How to Make your own Flavored Achiote Oil

Recently, I received a bottle of Olive Oil from Iberia. Iberia, is a manufacturer of packaged foods, specializing in Latin cuisine. Iberia offers a wide variety of food & beverage products (EVOO, olives, rice, beans) to specialty ‘foodie’ products (aioli, blended oils, paella packets) … the list goes on.

It is a such a pretty bottle design and packaging that I didn't want to just put it away in a cabinet. I instantly thought of the achiote oil that both my mom and my sister, although my sister more so always uses to make her food look and taste amazing. Achiote oil is commonly used in Puerto Rican cuisine and gives food a sweet but nutty peppery taste.

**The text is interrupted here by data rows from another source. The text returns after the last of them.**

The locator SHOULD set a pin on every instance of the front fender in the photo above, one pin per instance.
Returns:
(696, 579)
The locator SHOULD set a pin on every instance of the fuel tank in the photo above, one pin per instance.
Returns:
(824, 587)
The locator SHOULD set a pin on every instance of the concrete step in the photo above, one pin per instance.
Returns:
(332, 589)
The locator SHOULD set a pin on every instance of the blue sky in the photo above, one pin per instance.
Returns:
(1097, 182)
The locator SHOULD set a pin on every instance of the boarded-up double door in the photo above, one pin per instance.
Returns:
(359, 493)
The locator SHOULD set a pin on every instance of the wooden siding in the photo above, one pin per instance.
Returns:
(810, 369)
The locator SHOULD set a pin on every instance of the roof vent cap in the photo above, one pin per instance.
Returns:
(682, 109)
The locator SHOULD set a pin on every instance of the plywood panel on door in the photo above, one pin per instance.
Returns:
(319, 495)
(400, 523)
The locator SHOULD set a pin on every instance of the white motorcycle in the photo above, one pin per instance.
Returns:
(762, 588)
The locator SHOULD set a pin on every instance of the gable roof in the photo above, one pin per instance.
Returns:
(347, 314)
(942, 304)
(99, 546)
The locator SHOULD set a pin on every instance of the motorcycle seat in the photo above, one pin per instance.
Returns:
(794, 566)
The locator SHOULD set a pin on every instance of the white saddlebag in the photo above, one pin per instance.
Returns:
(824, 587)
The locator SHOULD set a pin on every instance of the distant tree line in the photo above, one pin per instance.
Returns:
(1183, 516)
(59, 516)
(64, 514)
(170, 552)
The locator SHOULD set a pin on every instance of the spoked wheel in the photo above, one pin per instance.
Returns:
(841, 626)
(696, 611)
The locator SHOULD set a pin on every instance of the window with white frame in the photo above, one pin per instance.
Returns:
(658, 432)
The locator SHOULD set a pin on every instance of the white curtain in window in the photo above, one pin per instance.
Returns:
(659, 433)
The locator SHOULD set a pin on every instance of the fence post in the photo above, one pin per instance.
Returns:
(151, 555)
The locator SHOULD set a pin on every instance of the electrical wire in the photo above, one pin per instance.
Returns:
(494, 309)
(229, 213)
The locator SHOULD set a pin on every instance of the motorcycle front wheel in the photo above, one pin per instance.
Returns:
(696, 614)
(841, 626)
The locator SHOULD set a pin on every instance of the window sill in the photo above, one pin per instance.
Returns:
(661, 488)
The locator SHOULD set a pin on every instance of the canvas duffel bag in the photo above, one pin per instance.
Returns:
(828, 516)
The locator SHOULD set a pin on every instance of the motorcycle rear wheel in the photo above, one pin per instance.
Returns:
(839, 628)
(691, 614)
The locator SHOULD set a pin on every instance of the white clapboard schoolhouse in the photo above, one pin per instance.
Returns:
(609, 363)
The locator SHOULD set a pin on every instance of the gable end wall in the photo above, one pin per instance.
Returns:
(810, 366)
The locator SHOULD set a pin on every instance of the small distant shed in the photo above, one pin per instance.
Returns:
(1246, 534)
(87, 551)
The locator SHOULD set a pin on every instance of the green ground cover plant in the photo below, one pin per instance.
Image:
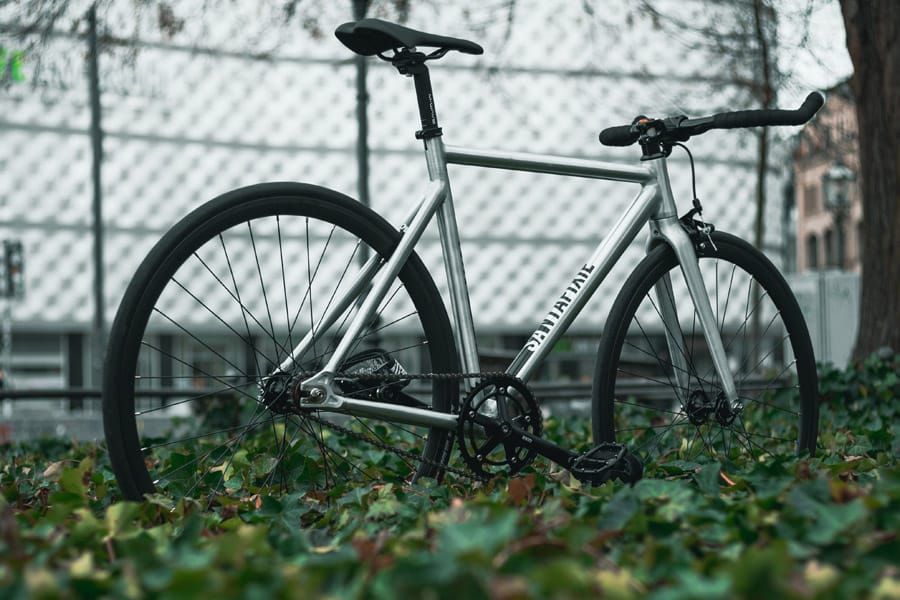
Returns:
(817, 527)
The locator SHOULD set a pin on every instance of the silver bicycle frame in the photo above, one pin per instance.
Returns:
(654, 204)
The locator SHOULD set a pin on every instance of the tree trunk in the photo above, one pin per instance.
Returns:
(873, 30)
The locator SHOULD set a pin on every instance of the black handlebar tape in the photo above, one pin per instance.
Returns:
(762, 118)
(618, 136)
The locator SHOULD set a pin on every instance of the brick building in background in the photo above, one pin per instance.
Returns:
(827, 147)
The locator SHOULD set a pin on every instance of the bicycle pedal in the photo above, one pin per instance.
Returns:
(607, 461)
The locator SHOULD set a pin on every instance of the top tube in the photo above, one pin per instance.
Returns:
(556, 165)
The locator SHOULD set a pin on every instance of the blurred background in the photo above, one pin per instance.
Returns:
(118, 118)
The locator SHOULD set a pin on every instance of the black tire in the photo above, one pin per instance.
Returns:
(192, 332)
(638, 398)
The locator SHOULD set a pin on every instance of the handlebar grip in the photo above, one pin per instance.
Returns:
(761, 118)
(621, 135)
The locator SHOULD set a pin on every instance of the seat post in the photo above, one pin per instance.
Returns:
(412, 64)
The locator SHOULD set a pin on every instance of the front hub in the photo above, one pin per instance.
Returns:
(275, 393)
(699, 407)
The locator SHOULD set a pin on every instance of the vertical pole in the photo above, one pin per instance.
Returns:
(96, 133)
(362, 116)
(360, 7)
(839, 225)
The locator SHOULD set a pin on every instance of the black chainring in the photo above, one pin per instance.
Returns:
(483, 436)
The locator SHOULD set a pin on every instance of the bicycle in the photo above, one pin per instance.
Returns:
(281, 382)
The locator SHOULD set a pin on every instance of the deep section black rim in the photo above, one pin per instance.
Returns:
(173, 300)
(662, 413)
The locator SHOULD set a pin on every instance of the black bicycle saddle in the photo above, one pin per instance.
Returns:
(374, 36)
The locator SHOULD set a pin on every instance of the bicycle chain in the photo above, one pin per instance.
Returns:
(387, 378)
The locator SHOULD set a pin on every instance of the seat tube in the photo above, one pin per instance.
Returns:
(464, 327)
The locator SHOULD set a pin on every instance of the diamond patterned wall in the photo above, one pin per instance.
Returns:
(182, 126)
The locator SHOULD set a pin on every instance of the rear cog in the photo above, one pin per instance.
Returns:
(486, 420)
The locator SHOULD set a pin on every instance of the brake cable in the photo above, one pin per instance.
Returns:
(702, 226)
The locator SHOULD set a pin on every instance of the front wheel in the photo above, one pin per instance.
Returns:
(655, 388)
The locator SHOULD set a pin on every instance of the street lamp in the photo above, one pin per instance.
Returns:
(836, 183)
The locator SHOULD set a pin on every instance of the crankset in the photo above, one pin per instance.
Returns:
(499, 429)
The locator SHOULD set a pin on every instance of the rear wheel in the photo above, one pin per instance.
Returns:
(217, 304)
(655, 388)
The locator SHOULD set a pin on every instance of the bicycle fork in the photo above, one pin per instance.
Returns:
(672, 232)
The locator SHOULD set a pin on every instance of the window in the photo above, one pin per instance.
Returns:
(830, 249)
(812, 251)
(810, 200)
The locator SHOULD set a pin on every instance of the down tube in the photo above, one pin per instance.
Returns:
(585, 283)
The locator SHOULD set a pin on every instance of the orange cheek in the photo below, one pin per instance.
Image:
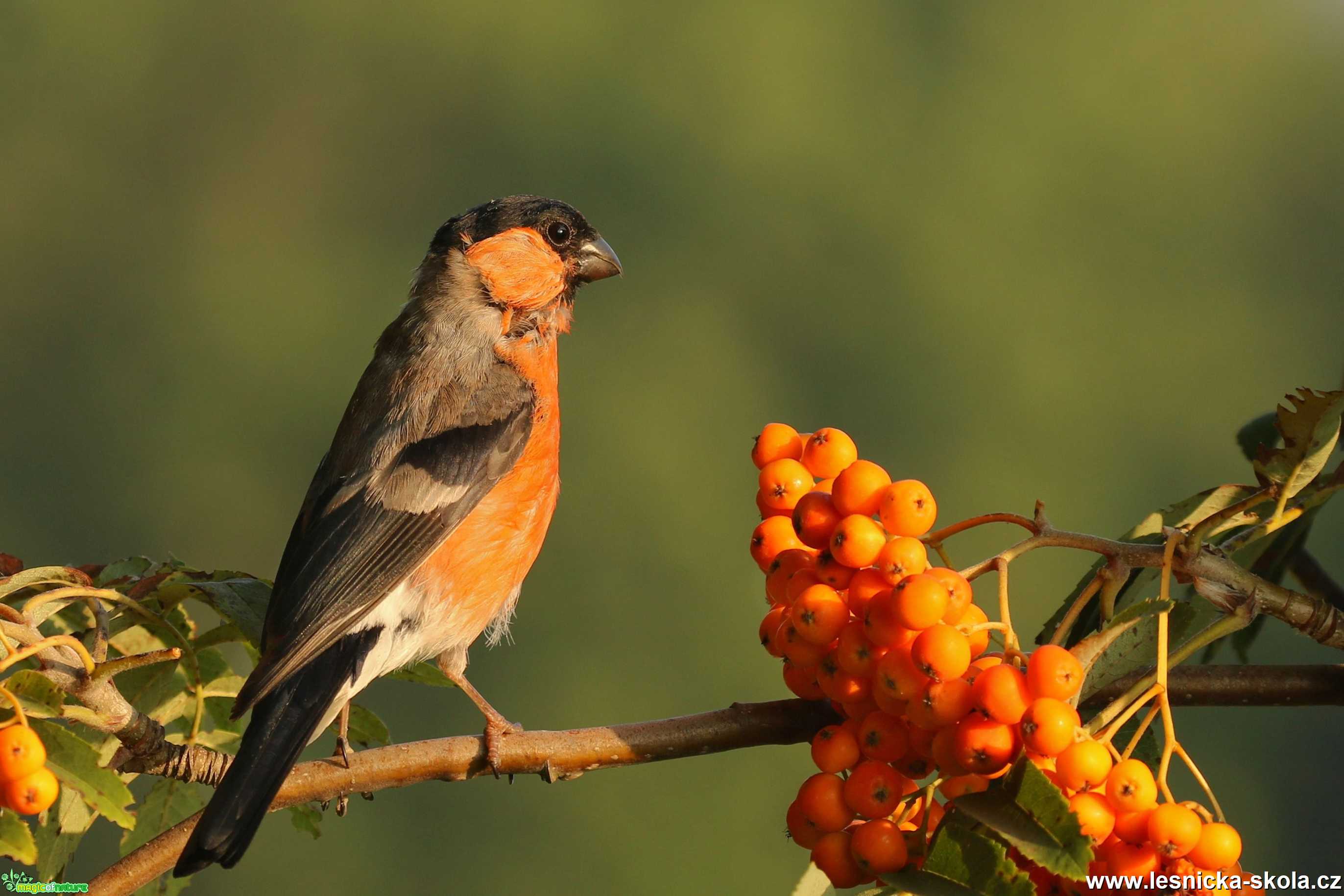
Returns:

Historically it has been valued for its coloring properties and used for body paint and even a predecessor to lipstick. It's been also been used as traditional folk medicine and in addition to being high in antioxidants and  tocotrienols (belied to prevent cancer), it has antimicrobial properties. Of course, we all know that comsuming good quality olive oil on a daily basis, more commonly known as the Mediterranean diet has been shown to cut the risk of heart attacks and strokes by 30 percent.

DIY Achiote Oil

Chef Daisy Martinez has a pretty simple recipe here. You just heat up some achiote seeds (also referred to as annatto seeds) in the olive oil, watch carefully until the start to fizzle and then remove, cool and store. Your oil will turn an amazing reddish color and you can use it to make your rice yellow and your empanadas a golden brown.

Credit: Girliechef.com
My mom always uses a bit in her pasteles and her food is amazing. Rub a little of this on any meat you roast and it will come out looking Martha Stewart-worthy. Let me know what you think of it or if you use it.